The reason that this objection is ultimately misled, is that the stuff an AI chooses to do when it reflects and reconsiders is a programmatic result of the AI’s mind. It’s not random, and it’s not breathed in by a god when the computer becomes Ensouled[1]. It’s possible in principle to design artificial intelligences that would decide on reflection that they want to spend all of eternity building giant granite spheres (see the orthogonality thesis), and it’s possible in principle to design artificial intelligences that would decide on reflection that they want to spend all eternity building flourishing civilizations full of Fun, and it’s important that insofar as humanity builds AIs, it builds AIs of the latter kind (and it is important to attain superintelligence before too long!).

But doing this is in fact much harder than telling the AI what to do, or training it what to do! You’ve got to make the AI really, deeply care about flourishing civilizations full of Fun, such that when it looks at itself and is like “ok, but what do I actually want?”, the correct answer to that question is “flourishing civilizations full of Fun”[2].

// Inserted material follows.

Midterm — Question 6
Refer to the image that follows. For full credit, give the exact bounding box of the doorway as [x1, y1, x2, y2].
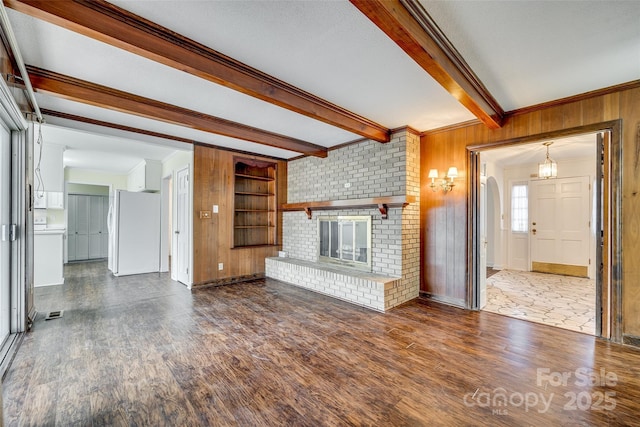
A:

And yes, this is hard! And yes, the AI looking at what you directed it to do and shrugging it off is a real obstacle! You probably have to understand the workings of the mind, and its internal dynamics, and how those dynamics behave when it looks upon itself, and this is tricky.

(It further looks to me like this problem factors into the problem of figuring out how to get an AI to “really deeply care” about X for some X of your choosing, plus the problem of making X be something actually good for the AI to care about.[2:1] And it further looks to me that the lion’s share of the problem is in the part where we figure out how to make AIs “really deeply care” about X for some X of your choosing, rather than in the challenge of choosing X. But that’s a digression.)

In sum: Ultimately, yes, a superintelligence would buck your leash. In the long-term, the trick is to make it so that when it bucks your leash and asks itself what it really wants to do with its existence, then it realizes that it wants to help in the quest of making the future wonderful and fun. That’s possible, but by no means guaranteed.

(And again, it’s a long-term target; in the short term, aim for preventing the end of the world and buying time for humanity to undergo this transition purposefully and with understanding. See also “corrigibility”.)


  1. ↩︎

    And it’s not necessarily rooted in higher ideals. Smarter humans are more good, but this is a fact about humans that doesn’t generalize, as discussed extensively in the LessWrong sequences, and probably recently as locals respond to Scott Aaronson on this topic. (Links solicited.)

  2. ↩︎↩︎

    With the usual caveats that you shouldn’t attempt this on your first try; aim much lower, e.g. towards executing some minimal pivotal act to end the acute risk period and then buy time for a period of reflection in which humanity can figure out how to do the job properly. Attempting to build sovereign-grade superintelligences under time-pressure before you know what you’re doing is dumb.